Bułeczki z rodzynkami
Posted On 12.04.2011 at a wtorek, kwietnia 12, 2011 by KonstiOd kilku dni „chodziły” za mną bułeczki z rodzynkami. Oj, miałam na nie smaka... Starałam się o nich zapomnieć, bo ostatnio zdecydowanie brakowało mi czasu na pitraszenie w kuchni. W końcu uległam jednak pokusie, zakasałam rękawy i upiekłam takie oto brązowe, rodzynkowe cudeńka:
Składniki:
· 150 g białej mąki pszennej
· 150 g mąki pszennej razowej
· 1 żółtko
· 1 całe jajko
· 125 ml ciepłego mleka
· 100 g cukru
· 3 łyżki oleju
· 10 g drożdży
· 50 g rodzynek (wcześniej namoczonych i osuszonych)
· szczypta soli
· jogurt naturalny (do smarowania bułeczek)
Z mleka, drożdży, odrobiny cukru i odrobiny mąki zrobić zaczyn i odstawić do wyrastania. Do miski przesiać mąkę, dodać sól. Żółtka i jajko ubić z pozostałym cukrem, dodać do mąki wraz z wyrośniętym zaczynem. Wyrobić dobrze ciasto. Dodać olej i ponownie wyrabiać, aż cały olej zostanie wchłonięty przez ciasto a ciasto będzie odchodziło od dłoni. Wyrobione ciasto posypać odrobiną mąki, wierzch miski z ciastem przykryć folią spożywczą i zostawić do wyrastania. Ciasto powinno wyrosnąć przynajmniej dwukrotnie. Z kawałków wyrośniętego ciasta uformować dowolnej wielkości bułeczki (u mnie wyszło 10 bułeczek). Zostawić pod przykryciem do wyrastania. Tuż przed wstawieniem do piekarnika posmarować bułeczki jogurtem i posypać odrobiną cukru. Wstawić do nagrzanego piekarnika i piec przez ok. 30 min. w temp. 180°C.
Wspaniałe te bułeczki Konsti! Musza świetnie smakować. CHetnie bym na śniadanko zjadła :)
Pozdrowienia:)
jakie maja wnętrze, wzorcowe
Bułeczkom w całości tez niczego nie brakuje
Dziekuje, Majano! Buleczki faktycznie idealne na sniadanie, takie poranki lubie najbardziej: kawa plus buleczka z rodzynkami:)
Sciskam Cie mocno.
Margot, dziekuje! Na pewno mozna ten przepis jeszcze udoskonalic, ale ja na razie nie szukam innego:) A wnetrze buleczek tez do mnie przemawia, doskonale piekne, prawda?:)))
Pozdrawiam serdecznie.
uwielbiam takie bułeczki :)
Ojej! ale pyszne buleczki, z rodzynkami muszą być wspaniałe, a ta skórka...
pozdrawiam:))
Muszą świetnie smakować z dobrym masłem.
Ale fajne, puszyste! Bez wątpienia doskonale komponują się z dżemem. Śliwkowym na przykład... Ach!

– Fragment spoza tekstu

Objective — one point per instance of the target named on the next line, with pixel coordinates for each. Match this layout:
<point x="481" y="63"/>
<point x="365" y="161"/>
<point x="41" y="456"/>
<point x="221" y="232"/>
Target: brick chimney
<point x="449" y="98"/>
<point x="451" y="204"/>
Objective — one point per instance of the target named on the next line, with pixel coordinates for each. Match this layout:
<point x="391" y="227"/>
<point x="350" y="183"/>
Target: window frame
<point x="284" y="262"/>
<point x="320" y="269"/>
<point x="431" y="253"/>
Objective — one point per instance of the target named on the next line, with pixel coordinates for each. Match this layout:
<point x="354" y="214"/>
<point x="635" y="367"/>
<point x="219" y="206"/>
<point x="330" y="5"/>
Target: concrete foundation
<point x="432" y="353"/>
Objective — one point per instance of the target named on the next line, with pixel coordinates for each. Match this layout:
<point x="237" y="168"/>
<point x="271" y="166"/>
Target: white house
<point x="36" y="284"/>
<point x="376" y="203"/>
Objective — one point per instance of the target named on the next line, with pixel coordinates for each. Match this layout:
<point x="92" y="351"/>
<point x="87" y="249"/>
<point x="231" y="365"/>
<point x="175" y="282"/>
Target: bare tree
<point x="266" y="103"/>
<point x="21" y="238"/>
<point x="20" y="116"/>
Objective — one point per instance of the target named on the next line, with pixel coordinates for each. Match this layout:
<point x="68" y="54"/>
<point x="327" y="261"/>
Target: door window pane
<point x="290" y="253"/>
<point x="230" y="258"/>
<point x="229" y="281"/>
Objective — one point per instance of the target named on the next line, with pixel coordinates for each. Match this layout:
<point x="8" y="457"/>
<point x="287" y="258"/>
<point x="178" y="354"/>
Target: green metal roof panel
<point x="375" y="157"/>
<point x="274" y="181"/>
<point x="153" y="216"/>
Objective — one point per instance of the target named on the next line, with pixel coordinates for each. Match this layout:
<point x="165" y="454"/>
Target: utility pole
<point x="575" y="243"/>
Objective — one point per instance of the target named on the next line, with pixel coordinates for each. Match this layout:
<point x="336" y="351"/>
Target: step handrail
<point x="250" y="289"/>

O, teraz to i ja mam ochotę na bułeczki z rodzynkami.
10 g drożdży? tylko tyle?
Grazynko, no to mamy podobne gusta:)
Kass, potwierdzam, buleczki sa bardzo smakowite. Sciskam Cie mocno.

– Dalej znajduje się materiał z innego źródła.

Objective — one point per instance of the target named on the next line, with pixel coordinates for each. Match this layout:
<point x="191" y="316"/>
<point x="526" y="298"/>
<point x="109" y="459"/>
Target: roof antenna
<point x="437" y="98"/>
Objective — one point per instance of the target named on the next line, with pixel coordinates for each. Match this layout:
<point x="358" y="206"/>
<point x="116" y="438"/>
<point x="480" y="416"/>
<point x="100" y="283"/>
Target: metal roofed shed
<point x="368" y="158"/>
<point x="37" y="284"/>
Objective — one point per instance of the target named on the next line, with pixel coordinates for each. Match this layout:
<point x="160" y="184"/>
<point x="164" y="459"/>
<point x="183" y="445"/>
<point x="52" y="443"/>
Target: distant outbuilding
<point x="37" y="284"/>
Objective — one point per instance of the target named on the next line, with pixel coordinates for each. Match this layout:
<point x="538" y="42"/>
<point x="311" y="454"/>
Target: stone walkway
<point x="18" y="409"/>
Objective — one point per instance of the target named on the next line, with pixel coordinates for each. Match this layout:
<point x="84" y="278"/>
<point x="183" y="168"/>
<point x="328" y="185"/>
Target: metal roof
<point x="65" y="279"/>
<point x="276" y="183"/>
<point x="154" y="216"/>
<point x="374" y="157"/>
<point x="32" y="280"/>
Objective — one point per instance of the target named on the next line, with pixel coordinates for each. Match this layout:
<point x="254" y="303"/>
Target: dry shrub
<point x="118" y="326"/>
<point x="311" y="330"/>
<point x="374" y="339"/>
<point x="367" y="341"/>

Ema, Zaytoon: sa pyszne i z maselkiem , i z dzemem, i z innymi dodatkami... ale ja osobiscie najbardziej lubie je takie gole, bez niczego:)
Krokodylu, to wpadnij do mnie na podwieczorek, obiecuje, ze beda tez buleczki "na wynos":)))
Beato, 10g drozdzy na 30 dkg maki spokojnie wystarczy: trzeba tylko dobrze wyrobic ciasto i cierpliwie czekac na wyrastanie, nie ma co sie spieszyc. Moje ciasto podwaja objetosc po ok. 2 godzinach, potem formuje buleczki i ponownie odstawiam do wyrosniecia na ok. 1 godzine. Czas wyrastanie zalezy jednak od otoczenia, temparatury, wilgotnosci itp. Mozna oczywiscie dac wiecej drozdzy, ale wtedy bedzie troche czuc ich posmak w ciescie.
Pozdrawiam serdecznie!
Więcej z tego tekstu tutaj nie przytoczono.